Gleichwohl gibt es Änderungen, die für einzelne Wirtschaftsbereiche bedeutsam sind. Für die Landwirtschaft ist die Tarifglättung interessant, die die Regierung im Zuge der Verhandlungen zum Wachstumschancengesetz versprochen hat. Bauern sollen weiterhin ihre Einkommen über drei Jahre versteuern können. Schlechte Jahre drücken das Ergebnis guter Jahre. Wegen der Progression im Steuertarif hilft das, die Belastung zu drücken. Das gab es schon, sollte aber auslaufen. Nun wird dies fortgesetzt. Der Turnus von drei Jahren wird um die Veranlagungszeiträume 2023 bis 2025 und 2026 bis 2028 verlängert. Die damit verbundene Entlastung wird auf 50 Millionen Euro im Jahr beziffert.

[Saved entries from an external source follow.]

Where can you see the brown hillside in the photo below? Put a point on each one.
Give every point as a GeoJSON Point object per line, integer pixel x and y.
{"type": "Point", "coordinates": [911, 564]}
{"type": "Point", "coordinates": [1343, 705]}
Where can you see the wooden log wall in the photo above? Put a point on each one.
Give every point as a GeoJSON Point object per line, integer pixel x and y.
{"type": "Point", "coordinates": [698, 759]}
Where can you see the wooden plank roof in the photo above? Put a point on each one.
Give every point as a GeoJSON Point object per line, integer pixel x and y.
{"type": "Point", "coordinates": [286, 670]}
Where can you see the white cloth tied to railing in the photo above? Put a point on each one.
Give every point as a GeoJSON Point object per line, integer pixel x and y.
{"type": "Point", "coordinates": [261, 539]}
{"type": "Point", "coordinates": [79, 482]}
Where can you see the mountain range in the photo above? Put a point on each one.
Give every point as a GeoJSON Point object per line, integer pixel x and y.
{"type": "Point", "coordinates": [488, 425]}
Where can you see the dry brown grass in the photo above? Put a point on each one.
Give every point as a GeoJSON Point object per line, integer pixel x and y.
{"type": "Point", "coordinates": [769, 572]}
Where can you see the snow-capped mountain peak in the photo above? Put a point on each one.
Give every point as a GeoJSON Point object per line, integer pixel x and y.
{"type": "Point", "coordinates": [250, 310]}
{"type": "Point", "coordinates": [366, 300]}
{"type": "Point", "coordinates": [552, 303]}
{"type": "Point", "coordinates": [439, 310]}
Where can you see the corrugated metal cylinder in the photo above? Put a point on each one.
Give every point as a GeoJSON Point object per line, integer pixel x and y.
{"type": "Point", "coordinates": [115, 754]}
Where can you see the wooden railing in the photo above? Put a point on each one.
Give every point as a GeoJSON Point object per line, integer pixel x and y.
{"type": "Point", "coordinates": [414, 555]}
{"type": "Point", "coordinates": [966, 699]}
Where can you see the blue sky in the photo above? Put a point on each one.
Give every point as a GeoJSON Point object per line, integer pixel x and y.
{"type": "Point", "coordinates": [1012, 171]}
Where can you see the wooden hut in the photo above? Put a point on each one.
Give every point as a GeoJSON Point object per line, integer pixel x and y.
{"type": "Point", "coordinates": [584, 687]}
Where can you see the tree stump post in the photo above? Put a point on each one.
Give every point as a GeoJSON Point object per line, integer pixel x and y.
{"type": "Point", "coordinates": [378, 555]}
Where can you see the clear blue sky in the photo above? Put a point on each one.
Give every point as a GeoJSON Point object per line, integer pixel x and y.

Spätere Erstattung für HandwerkerFür Handwerker dürfte ein anderer Passus relevant sein. So werden sie in bestimmten Fällen die Umsatzsteuer auf bezogene Leistungen erst später vom Finanzamt erstattet bekommen, nämlich wenn ihr Lieferant oder Dienstleister relativ klein ist und damit der sogenannten Ist-Versteuerung unterliegt. Diese müssen die auf eine Rechnung fällige Umsatzsteuer erst an das Finanzamt überweisen, wenn das Geld bei ihnen eingegangen ist. Künftig müssen ihre Geschäftspartner entsprechend ausharren: „Vorsteuerabzug aus der Rechnung eines Ist-Versteuerers erst bei Zahlung des Entgelts ab 1.1.2026“, heißt es. Um 700 Millionen Euro würde das den Fiskus entlasten; entsprechend groß dürfte der Unmut bei denen sein, die länger auf ihre Vorsteuer warten müssen. Die Umsatzsteuer ist eine reine Konsumsteuer. Um nicht große Konzerne zu begünstigen, die alles unter einem Dach selbst produzieren, bekommen Unternehmer die auf Vorleistungen fällige Steuer erstattet.
Zum Gesetzentwurf gehört eine Regelung zu Boni der Krankenkassen für gesundheitsbewusstes Verhalten. Üblicherweise können Steuerzahler die Kosten für ihre Krankenversicherung bei der Steuer geltend machen. Gutschriften müssten da eigentlich gegengerechnet werden. Hier gab es schon eine Ausnahme für Bonusleistungen bis zu 150 Euro – aus Vereinfachungsgründen, wie es heißt. Sie soll „gesetzlich verstetigt“ werden. Außerdem zeigt das Ministerium ein Herz für alle, die zu Hause das Bierbrauen als Hobby pflegen. Die Menge, die man steuerunschädlich selbst herstellen darf, wird von 200 auf 500 Liter im Jahr erhöht.
Nicht im Gesetz findet sich die zum Start des Ampelbündnisses angekündigte Änderung des Gemeinnützigkeitsrechts. Im Koalitionsvertrag haben die drei Partner formuliert: „Wir wollen gesetzlich klarstellen, dass sich eine gemeinnützige Organisation innerhalb ihrer steuerbegünstigten Zwecke politisch betätigen kann sowie auch gelegentlich darüber hinaus zu tagespolitischen Themen Stellung nehmen kann, ohne ihre Gemeinnützigkeit zu gefährden.“ Das fehlt wie auch der verabredete Ersatz der Lohnsteuerklassen-Kombination III und V durch das Faktorverfahren, um die Arbeit des Ehepartners mit dem geringeren Einkommen (zumeist die Frau) aufzuwerten.
Die von Lindner angekündigte rückwirkende Anpassung von Grundfreibetrag und Kinderfreibetrag, die sich aus der starken Erhöhung des Bürgergelds zwingend ergibt, soll mit einem eigenen Gesetz geregelt werden; doch hier stockt noch der Gang der Dinge. Konfliktpunkt könnte sein, ob auch das Kindergeld angepackt werden muss. Die vom Minister ins Spiel gebrachte Tarifkorrektur zur Entschärfung der kalten Progression ist erst im Herbst zu erwarten, wenn der Bericht dazu vorliegt. Von kalter Progression redet man, wenn die Belastung der Steuerzahler steigt, weil die Einkommen nominal steigen, man sich aber wegen der Inflation damit nicht mehr leisten kann. Deswegen soll der Steuertarif regelmäßig verschoben werden.